Dept. of Anthropology, Davidson College
(paper given at the 2005 AAA Annual Meeting in Washington, DC)
A survey conducted by Andrew Morris of subscribers to Basketball (a popular Chinese magazine) found that the slam dunk dominates the dreams of young adult males who, through their direct participation in local basketball leagues and their vicarious fan support of American National Basketball Association and Chinese Basketball Association teams, “believe they can fly.” In both Chinese and American popular culture, sports have captured the global imaginings of male youth popular culture.
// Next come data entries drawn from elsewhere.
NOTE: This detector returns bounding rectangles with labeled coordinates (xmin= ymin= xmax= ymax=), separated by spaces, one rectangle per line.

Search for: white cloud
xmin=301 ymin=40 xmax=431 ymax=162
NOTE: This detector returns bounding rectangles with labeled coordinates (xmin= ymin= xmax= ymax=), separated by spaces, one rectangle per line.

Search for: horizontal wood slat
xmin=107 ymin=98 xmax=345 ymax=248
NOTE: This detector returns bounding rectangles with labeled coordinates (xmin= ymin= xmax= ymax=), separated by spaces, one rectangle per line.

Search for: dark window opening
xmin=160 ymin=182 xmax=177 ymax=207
In this exploration of sports in Beijing and Charlotte, North Carolina, I will examine how the historical roots of modern sports and its contemporary discourse and consumption have reversed Sherry Ortner’s classic model of a gendered hierarchy where ideas of masculinity can now be seen as tightly linked to the athletic, male body, making men closer to nature. Based on fieldwork conducted on sports-related activities on college campuses in the United States and China and on transnational sport-specific governing bodies, I will illustrate how the transnational commodification, bureaucratic rationalization, and local disciplining and imagining of sports among young men have resulted in the simultaneous empowerment and disempowerment of an athletic, body-based masculinity. While these processes differ because of the specificities of the Chinese and American socioeconomic and historical contexts, there exists a globalized trend towards a reliance on the bodies of male athletes that both glorifies and subordinates men in ways that parallel and propagate the disciplinary practices of colonial power. These body-based visions of masculinity, moreover, are connected to ideologies and expressions of nationalism, and shape visions of Chinese and American identities in a global future.